US Seeks to Foster Development Innovation with $1bn-a-Year Lab
Agency hails chance to produce 'game-changing solutions', but corporate involvement sparks scepticism among campaigners
Inspired by such epochal breakthroughs as the "green revolution", not to mention the advent of humbler technologies including the cow manure-powered fridge, the US agency for international development (USAid) is to sink almost $1bn (£602m) a year into a new global development laboratory.

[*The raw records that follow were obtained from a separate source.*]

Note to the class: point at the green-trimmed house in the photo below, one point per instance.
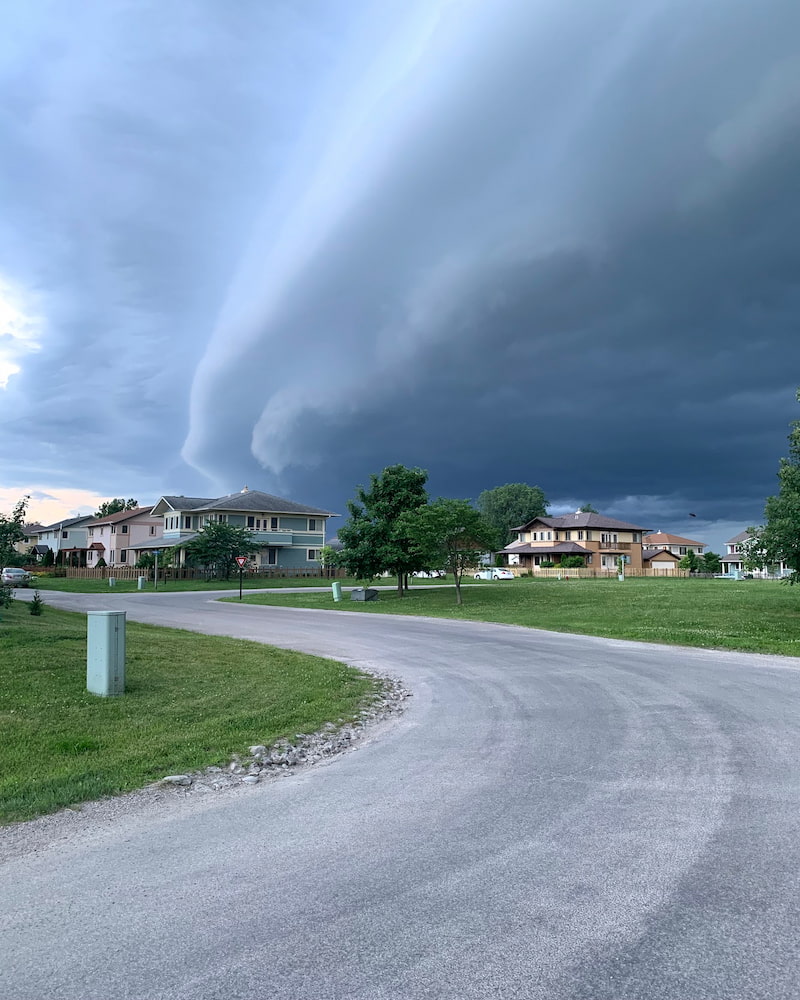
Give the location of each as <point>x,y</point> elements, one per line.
<point>286,534</point>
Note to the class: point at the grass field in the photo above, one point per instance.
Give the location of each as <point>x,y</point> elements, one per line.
<point>749,615</point>
<point>190,701</point>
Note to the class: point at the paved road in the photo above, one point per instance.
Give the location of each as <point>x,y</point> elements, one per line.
<point>554,817</point>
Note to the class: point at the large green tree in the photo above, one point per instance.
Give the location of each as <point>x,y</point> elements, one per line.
<point>778,540</point>
<point>448,533</point>
<point>12,530</point>
<point>217,545</point>
<point>507,507</point>
<point>115,506</point>
<point>374,539</point>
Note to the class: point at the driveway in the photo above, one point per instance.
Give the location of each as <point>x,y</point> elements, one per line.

The scheme will bring together scientists, corporations, universities and charities in a collective that will dream up and test new tools to fight poverty.
The lab is being billed as USAid's equivalent of the Defence Advanced Research Projects Agency (Darpa), the US Defence department wing known for its development of the stealth fighter and involvement in the creation of the internet.
The agency describes it as a new way of working, but some anti-poverty campaigners have received news that the lab's 150 staff will collaborate with several corporate "cornerstone partners" – among them Coca-Cola, DuPont, Unilever, Walmart, Syngenta and GlaxoSmithKline – as further proof of the increasing commercialisation of development.
The Oakland Institute said the initiative's science and technology-based approach to development challenges was "a case of emperor with no new clothes", while the World Development Movement said it would do nothing to tackle the root causes of poverty.
USAid, however, argues that the creation of the lab, other partners in which include Save the Children, World Vision, the Smithsonian Institution and the Massachusetts Institute of Technology, marks a fundamental shift in its approach to development innovation. "Instead of selecting a proposed answer, we bring together a whole group of partners to attract ideas, test them and take them to scale," said Lona Stoll, senior adviser to Rajiv Shah, the head of USAid.
"The lab has ambitions of disruptive technologies and game-changing solutions really helping improve the lives of 200 million people in five years: things like eliminating the transmission of HIV/Aids from mother to child using the Pratt Pouch – a two-cent package [of antiretroviral drugs] that looks like a ketchup packet – or looking at how you get electricity access out to rural communities without building the kinds of grids that previously were a big part of development programmes."
In addition to the manure-powered fridge and the Pratt Pouch, the agency has helped fund trials of the Odón device, a low-cost instrument that resembles a bicycle pump but has been hailed by some as the greatest aid to assisted births since the invention of the ventouse suction cup.
There are also innovations that fall into a more nebulous bracket. "We consider electronic payments to be in this category – the ability to reach communities that have never been reached with infrastructure with financial services; the ability to save," Stoll said. "We are very focused on scaling both broadband access and electronic payment systems to hundreds of millions of people."
The agency hopes the lab will one day yield "a handful of real game-changers" in development thinking and technology. "We use the reference points of oral rehydration therapy and the seeds of the green revolution ormicrofinance as things that are akin to the kinds of breakthroughs that we would like to help shepherd," Stoll said.
The initial focus will be on six areas deemed consistent with US development and foreign aid priorities: food security and nutrition; maternal and child survival; energy access, sustainable water solutions; child literacy; and connected technologies. To that end, it is looking into everything from climate-resilient cereals to off-grid energy services and electronic educational devices.
"This is a win-win for our country: bringing America's scientific and entrepreneurial capability to the service of those intractable global challenges is something that we think we really need to do," Stoll said. "At the end of the day, the results get us to development goals better, faster and cheaper."
However, Christine Haigh, a spokeswoman for the World Development Movement, said the initiative was merely the latest in a long line of corporate schemes supported by USAid and the British government. "[They] promote the interests of corporations like Cargill, Unilever and WalMart under the guise of tackling poverty," she said. "In fact, by entrenching the power of major companies in the global economic system, these projects contribute to greater global inequality, and do nothing to tackle the root causes of poverty."
Anuradha Mittal, the founder and executive director of the US-based Oakland Institute thinktank, was equally sceptical. "This preposterous idea that corporations will solve the world's development challenges is so out of touch [with] reality that it would be comical if it were not for its disastrous consequences," she said.
"The initiative hoodwinks the world, claiming that the largest [global] corporations can address the needs of the poor – including small farmers in the developing world – whereas what the developing world needs is support and space to build robust public policies, institutions and investments that can serve the public good rather than the business of corporations."